President Joe Biden is scheduled to give his first speech to a joint session of Congress on Wednesday, April 28, at 9:00 p.m. Eastern Time. The speech comes just ahead of his 100th day in office. Speaker of the House Nancy Pelosi said she invited the president “to share your vision for addressing the challenges and opportunities of this historic moment.” 

The president is expected to discuss his newly proposed $1.8 trillion “American Families Plan,” as well as the “American Jobs Plan,” a $2.3 trillion dollar infrastructure, jobs and tax package proposed in late March.

The two new proposals follow Congress’ passage of the “American Rescue Plan,” with its $1.9 trillion in spending on March 10. The Rescue Plan sent $1,400 checks to more than 150 million Americans, delivered more than $500 billion to state and local governments, and extended unemployment benefits with a $300 weekly supplement. Less than 9% of that plan reportedly went to combat the COVID-19 pandemic through public health spending.

Focus on the Family President Jim Daly wrote about the American Rescue Plan, noting that the bill also included “massive pork” and “funding for abortion.” He also raised concerns, when that legislation was passed, about the resulting increase in our national debt.

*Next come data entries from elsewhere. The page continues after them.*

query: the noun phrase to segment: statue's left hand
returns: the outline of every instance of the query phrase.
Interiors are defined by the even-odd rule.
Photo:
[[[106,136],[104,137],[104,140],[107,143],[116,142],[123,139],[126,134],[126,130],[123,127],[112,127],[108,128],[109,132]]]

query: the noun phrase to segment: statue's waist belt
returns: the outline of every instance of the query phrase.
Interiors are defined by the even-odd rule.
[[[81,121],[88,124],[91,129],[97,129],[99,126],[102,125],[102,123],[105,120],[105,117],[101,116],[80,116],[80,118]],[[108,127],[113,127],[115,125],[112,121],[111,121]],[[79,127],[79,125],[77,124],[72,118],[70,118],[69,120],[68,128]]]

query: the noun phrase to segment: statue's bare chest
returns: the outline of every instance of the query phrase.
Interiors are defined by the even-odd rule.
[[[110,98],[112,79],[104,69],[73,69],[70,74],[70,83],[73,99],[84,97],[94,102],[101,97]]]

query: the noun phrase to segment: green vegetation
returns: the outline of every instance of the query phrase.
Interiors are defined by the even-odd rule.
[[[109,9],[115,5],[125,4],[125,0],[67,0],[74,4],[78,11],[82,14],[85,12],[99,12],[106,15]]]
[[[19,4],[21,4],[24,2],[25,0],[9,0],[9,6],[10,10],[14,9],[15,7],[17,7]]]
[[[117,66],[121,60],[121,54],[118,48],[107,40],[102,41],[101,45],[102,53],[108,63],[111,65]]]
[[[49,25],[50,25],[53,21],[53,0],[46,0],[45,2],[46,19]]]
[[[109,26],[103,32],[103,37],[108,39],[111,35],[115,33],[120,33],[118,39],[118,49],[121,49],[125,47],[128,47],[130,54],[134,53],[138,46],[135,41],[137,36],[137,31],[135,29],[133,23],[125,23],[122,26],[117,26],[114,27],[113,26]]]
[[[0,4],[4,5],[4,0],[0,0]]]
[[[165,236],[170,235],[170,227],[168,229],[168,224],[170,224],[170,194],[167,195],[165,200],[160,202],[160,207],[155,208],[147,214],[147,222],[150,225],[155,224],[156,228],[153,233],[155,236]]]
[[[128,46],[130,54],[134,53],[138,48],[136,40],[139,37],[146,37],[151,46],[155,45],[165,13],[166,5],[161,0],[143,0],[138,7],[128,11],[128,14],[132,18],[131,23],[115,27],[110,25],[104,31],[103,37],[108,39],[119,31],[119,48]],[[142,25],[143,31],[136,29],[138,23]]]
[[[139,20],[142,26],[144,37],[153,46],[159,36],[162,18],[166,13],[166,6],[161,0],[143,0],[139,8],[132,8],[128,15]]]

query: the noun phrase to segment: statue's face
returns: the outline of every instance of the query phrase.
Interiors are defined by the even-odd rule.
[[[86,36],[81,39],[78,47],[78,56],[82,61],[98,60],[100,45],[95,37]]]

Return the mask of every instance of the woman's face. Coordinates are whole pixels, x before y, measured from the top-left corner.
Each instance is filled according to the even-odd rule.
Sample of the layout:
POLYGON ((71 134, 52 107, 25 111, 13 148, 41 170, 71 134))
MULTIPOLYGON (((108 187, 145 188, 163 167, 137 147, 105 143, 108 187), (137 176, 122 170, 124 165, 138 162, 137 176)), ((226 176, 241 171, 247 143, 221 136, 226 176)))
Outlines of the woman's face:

Daly said that “the subject of the rapidly escalating U.S. debt should also be of ethical concern to the family” and “debt enslaves nations and eventually weakens their way of life.” He noted that if the government divided the total debt – over $28 trillion – among its people, “it would come out to nearly $85,000 per citizen and nearly $224,000 per taxpayer.”

The two newest administration proposals raise those, and other concerns, as well.

In an address President Biden gave on the American Jobs Plan, he said, “It’s not a plan that tinkers around the edges, it’s a once in a generation investment in America. Unlike anything we’ve done since we built the interstate highway system and won the space race decades ago. It’s the single largest investment in American jobs since World War II.”

He also said that the proposal would provide jobs for workers, “90% of the infrastructure jobs created by our American Jobs Plan can be filled by people who don’t have a college degree. 75% don’t need an associate’s degree.”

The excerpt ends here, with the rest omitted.